Moi ! je ne le lui dirai pas.

CLAUDINE.

Quoi, tout de bon, ma chère petite sœur !

LUCETTE.

Oh ! tout de bon. Je m’en garderai bien.

PIERROT.

Quelle discrétion à cet âge !

LUCETTE.
Air : De la Course Italienne.

 
Je ne suis pas si sotte vraiment
Que d’aller jaser imprudecmment

Je le connais,
Si je le lui disais
Votre secret
Le dégoûterait,
Il laisserait
Ma sœur, et me prendrait ;
Non, je ne suis pas si sotte vraiment
Que d’aller jaser imprudemment.

Mais je me réserve de lui dire tout, après que M. Thomas sera votre époux.

CLAUDINE.

À la bonne heure.

LUCETTE

Et Lubin me restera. (Haut.) Le voilà le pauvre bonhomme.


Scène VI

THOMAS, CLAUDINE, LUCETTE, PIERROT.
THOMAS.

Bonjour, mes enfants, Lucette, avez-vous bien fait le guet ?

LUCETTE.

Oui, monsieur.

THOMAS

Vous n’avez donc rien à me dire ?

LUCETTE.

Oh ! non, monsieur.

THOMAS

Écoutez, mon petit chat, (Il lui parle à l’oreille.)

CLAUDINE.
Air : Pour la Baronne.

Lubin, que faire ;
Hélas, on va nous séparer !

PIERROT.

J’imagine un moyen, ma chère,
Un tour.

CLAUDINE.

S’il peut me rassurer,
Il faut le faire.

PIERROT.

Paraissez dans quelques instants désirer du fruit de ce poirier ; je me charge du reste.

CLAUDINE.

J’y consens volontiers.

THOMAS, à Lucette. Haut.

Et vous distribuerez des bouquets et des rubans à chacun, entendez-vous ?

LUCETTE.

Oui, monsieur.

CLAUDINE, à part.

Que je le déteste !

LUCETTE, à Claudine et à Lubin en s’en allant.

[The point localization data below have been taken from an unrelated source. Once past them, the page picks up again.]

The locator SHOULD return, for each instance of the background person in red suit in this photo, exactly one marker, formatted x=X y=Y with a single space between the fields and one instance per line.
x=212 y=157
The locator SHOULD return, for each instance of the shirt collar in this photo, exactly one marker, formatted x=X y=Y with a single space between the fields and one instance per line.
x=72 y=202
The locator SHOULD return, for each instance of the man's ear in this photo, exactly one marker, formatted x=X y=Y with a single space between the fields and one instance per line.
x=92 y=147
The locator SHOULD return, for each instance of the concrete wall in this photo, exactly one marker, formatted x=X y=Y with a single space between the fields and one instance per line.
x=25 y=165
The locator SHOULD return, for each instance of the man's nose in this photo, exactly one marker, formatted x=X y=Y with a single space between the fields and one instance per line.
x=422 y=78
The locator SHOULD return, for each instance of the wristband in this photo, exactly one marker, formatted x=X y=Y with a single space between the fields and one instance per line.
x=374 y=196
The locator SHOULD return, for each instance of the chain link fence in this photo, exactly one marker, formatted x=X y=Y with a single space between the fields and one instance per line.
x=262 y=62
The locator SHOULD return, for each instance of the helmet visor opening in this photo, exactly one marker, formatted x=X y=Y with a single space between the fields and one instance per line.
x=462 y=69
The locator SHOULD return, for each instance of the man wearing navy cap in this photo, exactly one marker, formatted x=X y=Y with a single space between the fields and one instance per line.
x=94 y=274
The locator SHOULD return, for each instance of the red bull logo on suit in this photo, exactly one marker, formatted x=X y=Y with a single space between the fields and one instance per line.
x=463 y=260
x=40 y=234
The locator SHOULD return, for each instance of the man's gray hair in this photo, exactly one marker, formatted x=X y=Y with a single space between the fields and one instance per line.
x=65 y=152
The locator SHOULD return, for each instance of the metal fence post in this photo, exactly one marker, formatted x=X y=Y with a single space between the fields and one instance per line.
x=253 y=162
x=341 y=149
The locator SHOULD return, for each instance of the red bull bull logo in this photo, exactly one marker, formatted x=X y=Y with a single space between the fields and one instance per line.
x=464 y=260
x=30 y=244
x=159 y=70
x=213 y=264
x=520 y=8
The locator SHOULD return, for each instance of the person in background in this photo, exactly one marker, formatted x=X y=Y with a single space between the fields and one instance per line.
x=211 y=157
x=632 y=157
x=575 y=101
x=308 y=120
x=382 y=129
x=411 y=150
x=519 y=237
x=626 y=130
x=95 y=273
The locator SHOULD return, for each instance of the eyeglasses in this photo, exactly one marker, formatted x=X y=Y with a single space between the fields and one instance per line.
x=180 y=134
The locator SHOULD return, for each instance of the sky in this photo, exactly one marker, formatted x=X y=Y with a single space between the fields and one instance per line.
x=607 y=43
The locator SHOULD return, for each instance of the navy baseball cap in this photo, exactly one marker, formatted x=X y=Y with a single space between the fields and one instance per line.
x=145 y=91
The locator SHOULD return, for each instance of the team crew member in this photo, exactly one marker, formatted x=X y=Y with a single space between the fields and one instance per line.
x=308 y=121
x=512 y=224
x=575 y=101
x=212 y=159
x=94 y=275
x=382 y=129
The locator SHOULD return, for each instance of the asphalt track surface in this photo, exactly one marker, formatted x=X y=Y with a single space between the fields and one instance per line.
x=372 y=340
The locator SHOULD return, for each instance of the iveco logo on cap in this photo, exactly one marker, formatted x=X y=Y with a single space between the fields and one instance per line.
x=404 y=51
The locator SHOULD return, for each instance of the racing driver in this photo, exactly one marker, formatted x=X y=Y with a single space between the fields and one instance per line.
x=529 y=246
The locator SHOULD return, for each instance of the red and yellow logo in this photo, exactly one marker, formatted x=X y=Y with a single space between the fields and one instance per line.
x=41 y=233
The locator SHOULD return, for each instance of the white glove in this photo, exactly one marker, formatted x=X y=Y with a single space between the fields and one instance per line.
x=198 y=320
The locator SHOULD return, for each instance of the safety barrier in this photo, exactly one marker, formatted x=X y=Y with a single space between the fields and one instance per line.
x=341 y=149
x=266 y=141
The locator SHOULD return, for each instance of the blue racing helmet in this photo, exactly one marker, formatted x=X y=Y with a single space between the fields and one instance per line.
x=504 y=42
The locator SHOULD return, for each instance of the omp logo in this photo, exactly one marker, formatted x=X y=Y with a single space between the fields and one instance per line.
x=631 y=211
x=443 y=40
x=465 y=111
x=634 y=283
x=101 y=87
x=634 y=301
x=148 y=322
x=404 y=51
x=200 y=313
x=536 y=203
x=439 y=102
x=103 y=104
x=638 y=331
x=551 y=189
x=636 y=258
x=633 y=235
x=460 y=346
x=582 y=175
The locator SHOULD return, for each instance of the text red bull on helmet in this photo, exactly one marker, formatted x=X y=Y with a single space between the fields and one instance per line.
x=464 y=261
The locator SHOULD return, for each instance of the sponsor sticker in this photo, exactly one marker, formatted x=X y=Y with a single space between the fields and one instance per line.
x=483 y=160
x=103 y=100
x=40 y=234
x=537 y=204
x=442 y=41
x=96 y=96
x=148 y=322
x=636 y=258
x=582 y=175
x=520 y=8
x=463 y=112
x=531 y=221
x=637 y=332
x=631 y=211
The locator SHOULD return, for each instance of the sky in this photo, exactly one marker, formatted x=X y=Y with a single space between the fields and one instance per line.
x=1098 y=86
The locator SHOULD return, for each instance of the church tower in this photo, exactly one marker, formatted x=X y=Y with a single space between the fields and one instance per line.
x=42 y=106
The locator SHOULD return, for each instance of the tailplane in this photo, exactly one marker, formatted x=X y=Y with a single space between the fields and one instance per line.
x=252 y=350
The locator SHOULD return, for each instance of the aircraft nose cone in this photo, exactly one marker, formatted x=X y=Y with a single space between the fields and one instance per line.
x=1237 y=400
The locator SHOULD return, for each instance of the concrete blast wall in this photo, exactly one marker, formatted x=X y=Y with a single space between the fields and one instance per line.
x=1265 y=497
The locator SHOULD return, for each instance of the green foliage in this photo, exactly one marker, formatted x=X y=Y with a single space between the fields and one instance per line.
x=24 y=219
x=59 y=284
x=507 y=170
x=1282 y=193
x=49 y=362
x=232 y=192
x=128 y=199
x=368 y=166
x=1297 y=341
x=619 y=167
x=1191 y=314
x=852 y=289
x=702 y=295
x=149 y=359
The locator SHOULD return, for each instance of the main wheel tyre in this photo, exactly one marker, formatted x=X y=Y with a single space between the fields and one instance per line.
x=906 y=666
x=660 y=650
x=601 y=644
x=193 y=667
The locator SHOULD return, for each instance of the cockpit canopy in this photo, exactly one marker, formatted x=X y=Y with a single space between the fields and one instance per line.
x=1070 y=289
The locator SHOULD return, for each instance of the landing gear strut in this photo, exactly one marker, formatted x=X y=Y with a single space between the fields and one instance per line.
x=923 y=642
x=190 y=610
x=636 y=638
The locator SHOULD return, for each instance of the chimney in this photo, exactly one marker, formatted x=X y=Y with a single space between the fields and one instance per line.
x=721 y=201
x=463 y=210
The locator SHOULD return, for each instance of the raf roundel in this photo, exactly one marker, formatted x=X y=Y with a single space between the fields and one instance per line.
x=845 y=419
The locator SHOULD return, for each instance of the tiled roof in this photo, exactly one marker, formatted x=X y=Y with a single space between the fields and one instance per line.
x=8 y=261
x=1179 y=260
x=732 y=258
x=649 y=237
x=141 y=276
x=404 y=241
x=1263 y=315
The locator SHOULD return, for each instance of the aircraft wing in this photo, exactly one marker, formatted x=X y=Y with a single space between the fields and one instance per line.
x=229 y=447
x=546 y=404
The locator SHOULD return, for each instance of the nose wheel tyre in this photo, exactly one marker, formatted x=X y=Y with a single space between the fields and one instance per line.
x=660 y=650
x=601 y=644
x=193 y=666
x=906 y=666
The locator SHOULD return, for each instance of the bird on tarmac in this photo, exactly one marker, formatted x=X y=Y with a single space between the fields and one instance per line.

Après la noce, après la noce.


Scène VII

THOMAS, CLAUDINE, PIERROT.
Air : Zeste, zeste, zon, zon, zon.

Que dis-tu de mon mariage.

Montrant Claudine.

 
De l’aimer n’ai-je pas raison ?
Ma foi mon arrière saison
Devient mon plus bel âge,
Je renais près de ce tendron,
Vois, ne suis-je pas encor leste,

(Il saute lourdement.)

Ziste, zeste,
Zon, zon, zon.

(Il tousse un peu.)

Qu’a de plus un jeune garçon ?

N’est-ce pas mou petit chou ?

CLAUDINE, embarrassée.

Monsieur…

THOMAS.

Dis, dis, ne te gêne pas devant Pierrot, tu sais que c’est un bon garçon qui n’entend pas malice, et dont nous sommes sûrs.

PIERROT, d’un ton niais.
Air : Raisonnez, ma Musette.

Mademoiselle, ô dame !
Ça doit vous ravir l’âme
De trouver un mari.
Qui lie vous est chéri.

THOMAS.

Le pauvre garçon ! comme il songe à mes intérêts !

PIERROT.

Moi, monsieur, je ne désire que ce que vous aimez.

THOMAS.

Quel zèle ! (À Claudine.) Je ne doute pas que tu n’aimes beaucoup ton futur ; mais jure, jure-le-moi encore.

CLAUDINE.
Air : La mort de mon cher père.

Pour un amour frivole.
Les serments semblent faits,

C’est un son qui s’envole
Sur l’aile des regrets ;
S’aimer et se le dire
Voilà le sentiment :
Le sentiment soupire,
Et voilà son serment.

THOMAS.

Elle a raison ; mais ne pourrais-tu pas dire quelque chose de satisfaisant à celui qui doit te posséder ; là quelque chose de personnel ?

CLAUDINE.

Vous le permettez ?

THOMAS.

Oh ! je t’en prie.

CLAUDINE.
Air : De mon Berger volage.

Que l’objet qui m’engage,
Est un objet touchant,
Il a par son hommage
Fait naître mon penchant.
Et ! comment se défendre
De céder à son tour,
Quand l’amant le plus tendre
Est beau comme l’amour ?

THOMAS.

Diable ! je ne croyais pas ressembler si fort à ce dieu ! Tu charges un peu le portrait, ma petite reine ; mais, vas, je t’en sais bon gré.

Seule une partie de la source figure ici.